Svizzera, raggiunto il "Glacier Loss Day": già esaurite le riserve di neve sui ghiacciai

I ghiacciai della Svizzera stanno attraversando una situazione molto critica: la neve accumulata durante l'inverno potrebbe essersi già sciolta del tutto con largo anticipo rispetto al normale.
Secondo gli esperti, questo significa che le masse glaciali hanno iniziato a perdere direttamente il ghiaccio formatosi nel corso di molti decenni. A favorire questo fenomeno sono state le limitate precipitazioni nevose dei mesi invernali e le temperature eccezionalmente elevate registrate nelle ultime settimane.
In Svizzera esaurite le riserve di neve sui ghiacciai: cos'è il "Glacier Loss Day"
Secondo i ricercatori svizzeri che monitorano l'evoluzione dei ghiacciai, quest'anno è stato raggiunto con largo anticipo il cosiddetto "Glacier Loss Day", il momento in cui tutta la neve caduta durante l'inverno si è ormai sciolta e i ghiacciai iniziano a perdere direttamente il ghiaccio accumulato nel corso di decenni.
Di solito questa fase si verifica verso la metà di agosto, ma nel 2026 è arrivata già alla fine di giugno, un anticipo che evidenzia quanto il caldo eccezionale stia accelerando lo scioglimento. La neve svolge infatti un ruolo fondamentale perché riflette i raggi del sole e protegge il ghiaccio sottostante.

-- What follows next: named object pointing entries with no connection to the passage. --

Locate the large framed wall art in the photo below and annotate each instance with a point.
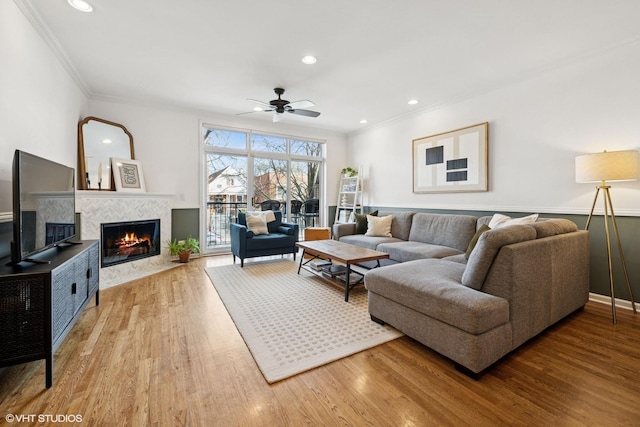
(455, 161)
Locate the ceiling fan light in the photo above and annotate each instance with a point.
(80, 5)
(309, 59)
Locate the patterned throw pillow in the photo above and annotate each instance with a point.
(379, 227)
(257, 223)
(361, 221)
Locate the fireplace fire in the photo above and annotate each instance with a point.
(129, 241)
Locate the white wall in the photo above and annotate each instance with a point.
(536, 128)
(39, 102)
(167, 142)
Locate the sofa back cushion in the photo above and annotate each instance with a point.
(271, 226)
(553, 226)
(487, 248)
(454, 231)
(401, 223)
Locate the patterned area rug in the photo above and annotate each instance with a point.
(292, 323)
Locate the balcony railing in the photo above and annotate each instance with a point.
(221, 214)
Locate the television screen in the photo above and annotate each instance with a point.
(43, 205)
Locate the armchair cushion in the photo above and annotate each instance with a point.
(257, 223)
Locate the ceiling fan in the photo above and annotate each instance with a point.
(280, 106)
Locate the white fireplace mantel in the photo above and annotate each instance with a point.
(98, 207)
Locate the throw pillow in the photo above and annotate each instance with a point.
(499, 220)
(379, 227)
(474, 239)
(361, 222)
(257, 223)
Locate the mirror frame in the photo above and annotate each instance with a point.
(82, 181)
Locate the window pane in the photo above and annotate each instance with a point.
(306, 148)
(226, 195)
(269, 180)
(272, 144)
(225, 138)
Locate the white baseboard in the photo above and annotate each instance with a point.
(605, 299)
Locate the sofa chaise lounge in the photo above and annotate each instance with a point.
(517, 281)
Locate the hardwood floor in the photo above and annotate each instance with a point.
(162, 351)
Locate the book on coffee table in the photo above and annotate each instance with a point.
(334, 270)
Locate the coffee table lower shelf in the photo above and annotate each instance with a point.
(343, 253)
(339, 278)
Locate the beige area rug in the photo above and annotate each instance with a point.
(292, 323)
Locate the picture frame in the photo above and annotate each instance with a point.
(453, 161)
(127, 175)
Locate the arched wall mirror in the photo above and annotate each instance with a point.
(98, 141)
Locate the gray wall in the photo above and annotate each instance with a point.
(185, 223)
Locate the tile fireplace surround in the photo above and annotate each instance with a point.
(97, 207)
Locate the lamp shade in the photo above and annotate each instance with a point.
(607, 166)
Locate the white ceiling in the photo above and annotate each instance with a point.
(373, 55)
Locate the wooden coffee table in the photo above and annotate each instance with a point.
(345, 253)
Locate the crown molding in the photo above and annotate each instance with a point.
(52, 42)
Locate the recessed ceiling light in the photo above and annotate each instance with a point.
(309, 59)
(80, 5)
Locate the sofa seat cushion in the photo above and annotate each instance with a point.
(409, 251)
(367, 241)
(269, 241)
(433, 287)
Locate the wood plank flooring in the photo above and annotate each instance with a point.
(162, 351)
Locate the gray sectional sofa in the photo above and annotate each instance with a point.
(477, 307)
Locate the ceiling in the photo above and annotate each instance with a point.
(373, 55)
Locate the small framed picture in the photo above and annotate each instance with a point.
(127, 175)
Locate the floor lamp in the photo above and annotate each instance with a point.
(602, 167)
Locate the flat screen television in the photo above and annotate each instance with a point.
(44, 209)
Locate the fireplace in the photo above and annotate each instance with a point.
(129, 241)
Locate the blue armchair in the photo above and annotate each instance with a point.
(281, 239)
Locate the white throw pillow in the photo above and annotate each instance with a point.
(379, 226)
(499, 220)
(257, 223)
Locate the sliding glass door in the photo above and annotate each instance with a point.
(255, 171)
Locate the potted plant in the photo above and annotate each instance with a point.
(183, 248)
(348, 172)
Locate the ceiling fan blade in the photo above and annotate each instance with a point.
(303, 103)
(254, 111)
(307, 113)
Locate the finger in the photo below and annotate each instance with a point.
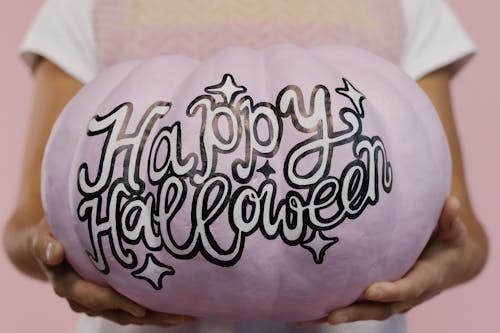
(69, 285)
(166, 318)
(362, 311)
(151, 318)
(422, 278)
(448, 218)
(47, 249)
(311, 322)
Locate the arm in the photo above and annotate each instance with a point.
(27, 238)
(53, 89)
(457, 251)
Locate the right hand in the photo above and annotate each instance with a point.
(86, 297)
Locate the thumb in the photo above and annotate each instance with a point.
(450, 225)
(48, 250)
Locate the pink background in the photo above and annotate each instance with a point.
(27, 305)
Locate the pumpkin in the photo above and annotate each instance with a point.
(258, 184)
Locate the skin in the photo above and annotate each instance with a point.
(455, 254)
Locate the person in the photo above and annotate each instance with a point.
(70, 42)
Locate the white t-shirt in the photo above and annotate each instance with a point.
(63, 33)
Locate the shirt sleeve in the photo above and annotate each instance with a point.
(62, 32)
(435, 38)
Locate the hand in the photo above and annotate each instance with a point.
(439, 267)
(87, 297)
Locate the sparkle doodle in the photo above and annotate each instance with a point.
(141, 205)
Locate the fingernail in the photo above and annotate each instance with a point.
(338, 318)
(137, 312)
(188, 319)
(375, 293)
(48, 251)
(455, 202)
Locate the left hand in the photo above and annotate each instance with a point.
(440, 266)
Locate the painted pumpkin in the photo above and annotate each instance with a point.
(259, 184)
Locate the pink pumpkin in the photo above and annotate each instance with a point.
(259, 184)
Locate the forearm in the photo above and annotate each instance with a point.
(17, 239)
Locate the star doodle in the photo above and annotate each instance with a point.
(318, 245)
(266, 170)
(153, 272)
(228, 89)
(354, 95)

Una volta scomparsa, la superficie più scura del ghiacciaio assorbe più calore e si consuma molto più rapidamente.
Una situazione simile era stata osservata nel 2022, anno in cui la Svizzera registrò una delle più gravi perdite di massa glaciale mai documentate. A peggiorare il quadro sono state anche le temperature insolitamente elevate in alta montagna, con lo zero termico salito oltre i 4.500 metri, favorendo la fusione anche nelle aree normalmente più fredde.
La riduzione dei ghiacciai non rappresenta soltanto un problema ambientale o paesaggistico, ma mette a rischio una preziosa riserva di acqua dolce indispensabile per alimentare fiumi, torrenti, agricoltura ed ecosistemi durante i mesi estivi.
Gli esperti avvertono che, con il progressivo restringimento dei ghiacciai, anche la disponibilità d'acqua potrebbe diminuire in futuro. Le proiezioni climatiche indicano inoltre che, senza una significativa riduzione delle emissioni di gas serra, entro la fine del secolo le Alpi potrebbero perdere gran parte della loro superficie glaciale, trasformando profondamente il paesaggio montano europeo.
La situazione in Italia
Sebbene il "Glacier Loss Day" venga monitorato ufficialmente in Svizzera, il fenomeno interessa anche il resto delle Alpi, comprese quelle italiane. Negli ultimi anni i principali ghiacciai del nostro Paese, come quelli del Monte Bianco, del Monte Rosa e dell'Adamello, hanno perso una parte significativa della loro estensione a causa delle temperature sempre più elevate e delle nevicate invernali sempre più scarse.
Gli studiosi osservano un arretramento costante dei fronti glaciali, che in alcune aree raggiunge decine di metri ogni anno, modificando profondamente il paesaggio montano e favorendo la formazione di nuovi laghi.
La riduzione dei ghiacciai non ha conseguenze solo sull'ambiente, ma anche sulle risorse idriche, poiché queste masse di ghiaccio alimentano fiumi, irrigazione, centrali idroelettriche ed ecosistemi durante i mesi più caldi. Con il loro progressivo scioglimento potrebbe diminuire la disponibilità d'acqua proprio nei periodi in cui è maggiormente richiesta.